在java中计算皮尔逊相关性时需要一些指向正确的方向
我正在尝试计算制表符分隔文本文件中 13 个变量之间的 Pearson 相关性,其中每列都是一个变量。我正在使用 java,希望有人能给我一些关于我应该使用哪些库或哪些函数的指导。我猜我首先需要读取文件的内容,但无法弄清楚如何从本质上使程序知道每一列都像一个数组,这将使我能够进行所需的计算。我本以为 java.io 包将是我开始的最佳位置,但只是无法弄清楚我可以使用哪些类来解决我的问题。我还查看了 http://commons.apache.org/math/ 它有一个函数测量皮尔逊相关性,但这太容易了,因为这是一项大学作业,我必须从头开始实现它。通过观察阿帕奇皮尔逊相关性,他们似乎已经像矩阵一样解决了这个问题,其中矩阵的每一列都是一个变量。
很抱歉对我的问题进行了冗长的描述。如果你们知道任何网站或任何好的关键词来搜索或任何其他信息,我将不胜感激。谢谢,阿林德。
I am trying to calculate Pearsons correlation between 13 variables in a tab delimited text file where each column is a variable. I am using java and was hoping that somebody can give me some guidance as to which libraries or which functions I should be using. I am guessing I will first need to read the contents of the file but can't figure out how to essentially make the program know that each column is an like an array which would than enable me to do my required calculations. I would have thought the java.io package would be the best place for me to start but just can't figure out what classes I could use for my problem. I have also looked at http://commons.apache.org/math/ which has a function for measuring pearsons correlation but that would be too easy and as this is a Uni assignment I have to implement it form scratch. By looking at the appache pearsons correlation they seem to have approached the problem like a matrix where each column of the matrix is a variable.
Sorry for the lengthy description of my problem. If you guys know any websites or any good kewords to search for or any other information I would greatly appreciate. Thanks, Arlind.
如果你对这篇内容有疑问,欢迎到本站社区发帖提问 参与讨论,获取更多帮助,或者扫码二维码加入 Web 技术交流群。
绑定邮箱获取回复消息
由于您还没有绑定你的真实邮箱,如果其他用户或者作者回复了您的评论,将不能在第一时间通知您!
发布评论
评论(1)
您应该能够仅使用标准 java Math、String、File I/O 库以及一些数组和循环来完成此操作!
首先阅读本文以了解如何读取文件。
http://www.roseindia.net/java /beginners/java-read-file-line-by-line.shtml
在循环内使用 String.split(String regex) 方法解析 csv 文件。

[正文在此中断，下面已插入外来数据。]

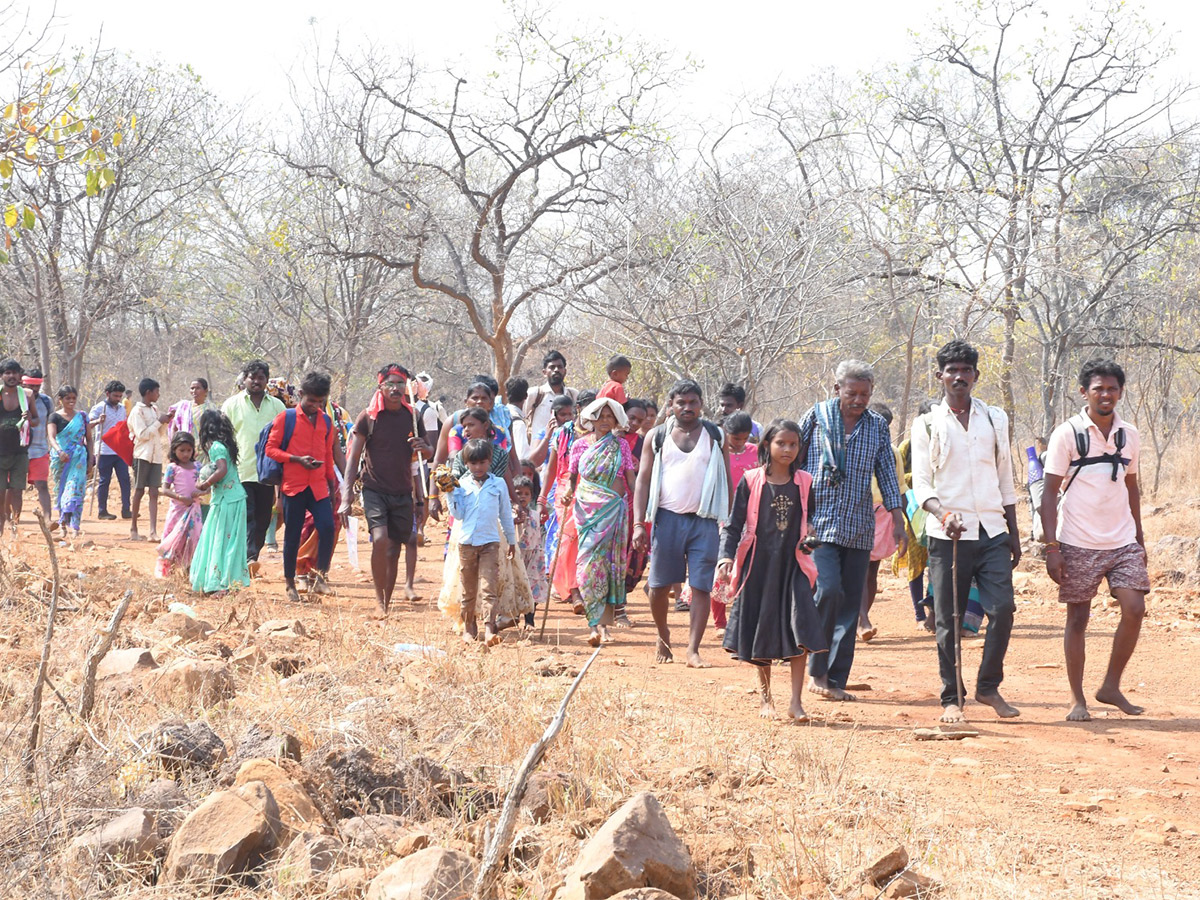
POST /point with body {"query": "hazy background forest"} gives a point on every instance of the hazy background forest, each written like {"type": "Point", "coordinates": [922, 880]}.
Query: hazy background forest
{"type": "Point", "coordinates": [1012, 177]}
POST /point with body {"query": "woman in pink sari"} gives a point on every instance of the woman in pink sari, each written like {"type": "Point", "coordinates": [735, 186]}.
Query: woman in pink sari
{"type": "Point", "coordinates": [601, 474]}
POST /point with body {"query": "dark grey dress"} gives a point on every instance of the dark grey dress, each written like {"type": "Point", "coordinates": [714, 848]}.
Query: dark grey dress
{"type": "Point", "coordinates": [773, 616]}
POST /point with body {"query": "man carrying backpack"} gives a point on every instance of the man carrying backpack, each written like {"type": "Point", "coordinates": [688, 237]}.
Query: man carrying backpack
{"type": "Point", "coordinates": [250, 411]}
{"type": "Point", "coordinates": [683, 490]}
{"type": "Point", "coordinates": [304, 443]}
{"type": "Point", "coordinates": [1095, 528]}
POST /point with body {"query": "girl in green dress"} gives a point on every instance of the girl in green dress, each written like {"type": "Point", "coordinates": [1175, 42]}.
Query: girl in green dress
{"type": "Point", "coordinates": [220, 559]}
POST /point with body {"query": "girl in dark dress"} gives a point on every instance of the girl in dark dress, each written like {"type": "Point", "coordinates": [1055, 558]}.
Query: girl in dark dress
{"type": "Point", "coordinates": [773, 616]}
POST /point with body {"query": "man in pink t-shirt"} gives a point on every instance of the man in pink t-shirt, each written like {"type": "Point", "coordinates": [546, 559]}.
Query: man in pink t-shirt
{"type": "Point", "coordinates": [1096, 528]}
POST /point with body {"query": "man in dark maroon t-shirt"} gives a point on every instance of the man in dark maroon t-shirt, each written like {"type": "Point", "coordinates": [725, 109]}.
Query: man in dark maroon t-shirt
{"type": "Point", "coordinates": [382, 444]}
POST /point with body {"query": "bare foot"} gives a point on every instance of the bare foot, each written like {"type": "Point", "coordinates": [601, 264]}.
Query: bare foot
{"type": "Point", "coordinates": [952, 715]}
{"type": "Point", "coordinates": [663, 652]}
{"type": "Point", "coordinates": [1079, 714]}
{"type": "Point", "coordinates": [819, 687]}
{"type": "Point", "coordinates": [797, 714]}
{"type": "Point", "coordinates": [1003, 709]}
{"type": "Point", "coordinates": [1114, 697]}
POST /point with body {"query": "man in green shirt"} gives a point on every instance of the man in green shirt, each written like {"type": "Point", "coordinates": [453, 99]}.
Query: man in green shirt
{"type": "Point", "coordinates": [250, 411]}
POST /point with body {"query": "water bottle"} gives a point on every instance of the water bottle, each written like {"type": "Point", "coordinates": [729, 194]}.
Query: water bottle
{"type": "Point", "coordinates": [1036, 472]}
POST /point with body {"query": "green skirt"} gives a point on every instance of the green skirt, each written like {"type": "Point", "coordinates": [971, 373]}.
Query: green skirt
{"type": "Point", "coordinates": [220, 559]}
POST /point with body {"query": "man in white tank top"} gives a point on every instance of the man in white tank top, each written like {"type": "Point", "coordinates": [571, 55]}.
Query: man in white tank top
{"type": "Point", "coordinates": [683, 489]}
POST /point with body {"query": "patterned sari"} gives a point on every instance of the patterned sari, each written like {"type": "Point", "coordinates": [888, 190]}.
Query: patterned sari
{"type": "Point", "coordinates": [601, 520]}
{"type": "Point", "coordinates": [72, 475]}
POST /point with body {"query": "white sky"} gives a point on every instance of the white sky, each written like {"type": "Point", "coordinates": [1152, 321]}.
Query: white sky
{"type": "Point", "coordinates": [244, 49]}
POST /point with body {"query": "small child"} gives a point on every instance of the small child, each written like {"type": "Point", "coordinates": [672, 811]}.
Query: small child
{"type": "Point", "coordinates": [181, 532]}
{"type": "Point", "coordinates": [618, 370]}
{"type": "Point", "coordinates": [763, 557]}
{"type": "Point", "coordinates": [532, 540]}
{"type": "Point", "coordinates": [743, 457]}
{"type": "Point", "coordinates": [478, 504]}
{"type": "Point", "coordinates": [148, 429]}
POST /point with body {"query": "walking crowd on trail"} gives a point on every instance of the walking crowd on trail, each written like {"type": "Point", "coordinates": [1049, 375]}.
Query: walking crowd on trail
{"type": "Point", "coordinates": [774, 532]}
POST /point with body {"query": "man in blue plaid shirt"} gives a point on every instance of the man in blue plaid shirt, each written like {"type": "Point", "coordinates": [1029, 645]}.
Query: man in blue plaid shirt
{"type": "Point", "coordinates": [846, 444]}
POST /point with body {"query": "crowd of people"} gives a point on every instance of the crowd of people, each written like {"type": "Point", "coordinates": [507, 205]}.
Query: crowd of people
{"type": "Point", "coordinates": [774, 532]}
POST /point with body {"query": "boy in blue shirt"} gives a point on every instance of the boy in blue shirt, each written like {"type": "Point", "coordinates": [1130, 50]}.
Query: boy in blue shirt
{"type": "Point", "coordinates": [480, 502]}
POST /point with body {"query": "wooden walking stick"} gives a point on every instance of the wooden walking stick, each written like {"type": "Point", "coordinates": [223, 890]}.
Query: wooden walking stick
{"type": "Point", "coordinates": [958, 628]}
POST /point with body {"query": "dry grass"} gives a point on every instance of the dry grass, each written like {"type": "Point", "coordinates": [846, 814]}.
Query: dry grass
{"type": "Point", "coordinates": [810, 807]}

例如 strLine.split(",")。
通过对 String[] 中的每个字符串使用 Double.parseDouble 将其转换为双精度数组
从那里您可以使用
Math.sqrt(double a) 和
Math.pow(double a, double b) 函数以及一些简单的循环来计算每对变量的相关性。
希望这些信息足以帮助您入门,如果您需要更多帮助,请随时回复!
You should be able to do this using just the standard java Math, String, File I/O libraries, and a few arrays and loops!

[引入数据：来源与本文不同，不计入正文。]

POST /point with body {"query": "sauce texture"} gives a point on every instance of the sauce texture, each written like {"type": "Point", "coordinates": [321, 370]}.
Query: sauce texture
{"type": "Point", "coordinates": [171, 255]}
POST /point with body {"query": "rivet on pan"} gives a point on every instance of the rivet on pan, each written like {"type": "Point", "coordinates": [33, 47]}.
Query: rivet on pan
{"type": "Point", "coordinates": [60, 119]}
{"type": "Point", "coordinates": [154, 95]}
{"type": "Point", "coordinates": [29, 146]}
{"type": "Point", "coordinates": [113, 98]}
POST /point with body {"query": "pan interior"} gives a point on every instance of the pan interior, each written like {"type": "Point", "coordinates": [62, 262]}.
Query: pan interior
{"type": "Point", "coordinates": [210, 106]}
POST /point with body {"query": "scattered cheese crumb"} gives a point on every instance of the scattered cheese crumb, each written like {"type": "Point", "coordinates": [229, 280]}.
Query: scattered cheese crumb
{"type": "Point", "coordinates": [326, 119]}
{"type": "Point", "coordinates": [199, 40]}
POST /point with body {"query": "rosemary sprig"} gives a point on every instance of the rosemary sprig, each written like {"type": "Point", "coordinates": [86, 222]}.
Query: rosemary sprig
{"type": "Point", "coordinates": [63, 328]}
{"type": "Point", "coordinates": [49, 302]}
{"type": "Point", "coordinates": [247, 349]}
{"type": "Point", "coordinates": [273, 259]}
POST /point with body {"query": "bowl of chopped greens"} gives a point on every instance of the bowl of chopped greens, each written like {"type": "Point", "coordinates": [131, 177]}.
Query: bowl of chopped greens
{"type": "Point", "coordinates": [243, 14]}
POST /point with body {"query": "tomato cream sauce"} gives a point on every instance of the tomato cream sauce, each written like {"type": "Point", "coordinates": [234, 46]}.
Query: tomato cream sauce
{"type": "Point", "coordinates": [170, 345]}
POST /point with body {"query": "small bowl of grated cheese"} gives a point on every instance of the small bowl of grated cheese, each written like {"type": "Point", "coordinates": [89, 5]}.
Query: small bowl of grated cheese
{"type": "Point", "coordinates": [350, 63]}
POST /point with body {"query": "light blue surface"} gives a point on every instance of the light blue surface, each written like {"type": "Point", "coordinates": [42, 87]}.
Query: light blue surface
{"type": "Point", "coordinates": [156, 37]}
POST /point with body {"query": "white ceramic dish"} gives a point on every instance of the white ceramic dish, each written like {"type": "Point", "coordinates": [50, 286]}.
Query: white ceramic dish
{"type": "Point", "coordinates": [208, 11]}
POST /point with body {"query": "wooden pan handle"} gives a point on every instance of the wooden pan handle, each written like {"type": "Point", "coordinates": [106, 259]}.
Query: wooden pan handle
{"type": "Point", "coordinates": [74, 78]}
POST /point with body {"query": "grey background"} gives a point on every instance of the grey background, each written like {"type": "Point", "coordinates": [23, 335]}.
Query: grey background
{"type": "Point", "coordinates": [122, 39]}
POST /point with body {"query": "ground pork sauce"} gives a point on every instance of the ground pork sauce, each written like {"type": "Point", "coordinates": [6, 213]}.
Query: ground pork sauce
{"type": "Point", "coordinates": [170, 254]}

Read this first to learn how to read in the file.
http://www.roseindia.net/java/beginners/java-read-file-line-by-line.shtml
Inside the loop parse your csv file by using the String.split(String regex) method. e.g. strLine.split(",").

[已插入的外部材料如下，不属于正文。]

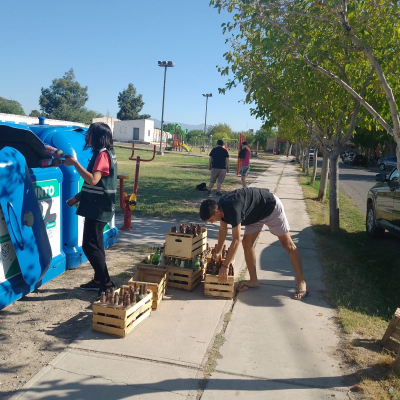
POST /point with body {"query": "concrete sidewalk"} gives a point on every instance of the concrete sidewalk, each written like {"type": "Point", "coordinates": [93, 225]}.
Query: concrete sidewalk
{"type": "Point", "coordinates": [275, 348]}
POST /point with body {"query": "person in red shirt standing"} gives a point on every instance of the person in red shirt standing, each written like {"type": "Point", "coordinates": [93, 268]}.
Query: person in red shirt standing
{"type": "Point", "coordinates": [245, 165]}
{"type": "Point", "coordinates": [97, 200]}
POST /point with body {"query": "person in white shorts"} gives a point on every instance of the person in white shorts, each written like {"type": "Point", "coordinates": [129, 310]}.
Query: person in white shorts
{"type": "Point", "coordinates": [253, 208]}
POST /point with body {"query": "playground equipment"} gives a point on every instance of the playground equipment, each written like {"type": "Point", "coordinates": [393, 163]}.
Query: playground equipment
{"type": "Point", "coordinates": [175, 143]}
{"type": "Point", "coordinates": [242, 139]}
{"type": "Point", "coordinates": [186, 147]}
{"type": "Point", "coordinates": [40, 236]}
{"type": "Point", "coordinates": [128, 203]}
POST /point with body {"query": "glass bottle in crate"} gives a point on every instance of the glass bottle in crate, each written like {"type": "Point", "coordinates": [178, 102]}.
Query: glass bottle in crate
{"type": "Point", "coordinates": [161, 260]}
{"type": "Point", "coordinates": [156, 257]}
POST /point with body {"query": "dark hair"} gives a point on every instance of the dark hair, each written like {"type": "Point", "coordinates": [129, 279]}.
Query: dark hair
{"type": "Point", "coordinates": [101, 137]}
{"type": "Point", "coordinates": [207, 209]}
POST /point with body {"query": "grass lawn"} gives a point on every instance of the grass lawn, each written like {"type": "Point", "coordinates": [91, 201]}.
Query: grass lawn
{"type": "Point", "coordinates": [362, 276]}
{"type": "Point", "coordinates": [167, 185]}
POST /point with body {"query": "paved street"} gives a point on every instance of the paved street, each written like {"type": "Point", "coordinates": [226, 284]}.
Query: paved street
{"type": "Point", "coordinates": [355, 182]}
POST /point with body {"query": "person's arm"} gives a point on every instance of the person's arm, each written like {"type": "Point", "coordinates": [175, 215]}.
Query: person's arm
{"type": "Point", "coordinates": [233, 248]}
{"type": "Point", "coordinates": [223, 231]}
{"type": "Point", "coordinates": [91, 179]}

Convert this to an array of doubles, by using Double.parseDouble for each String in the String[]
From there you can use the
Math.sqrt(double a) and
Math.pow(double a, double b) functions along with some simple loops to calculate your correlation for each pair of variables.
Hopefully that's enough info to get you started, feel free to post back if you want more help!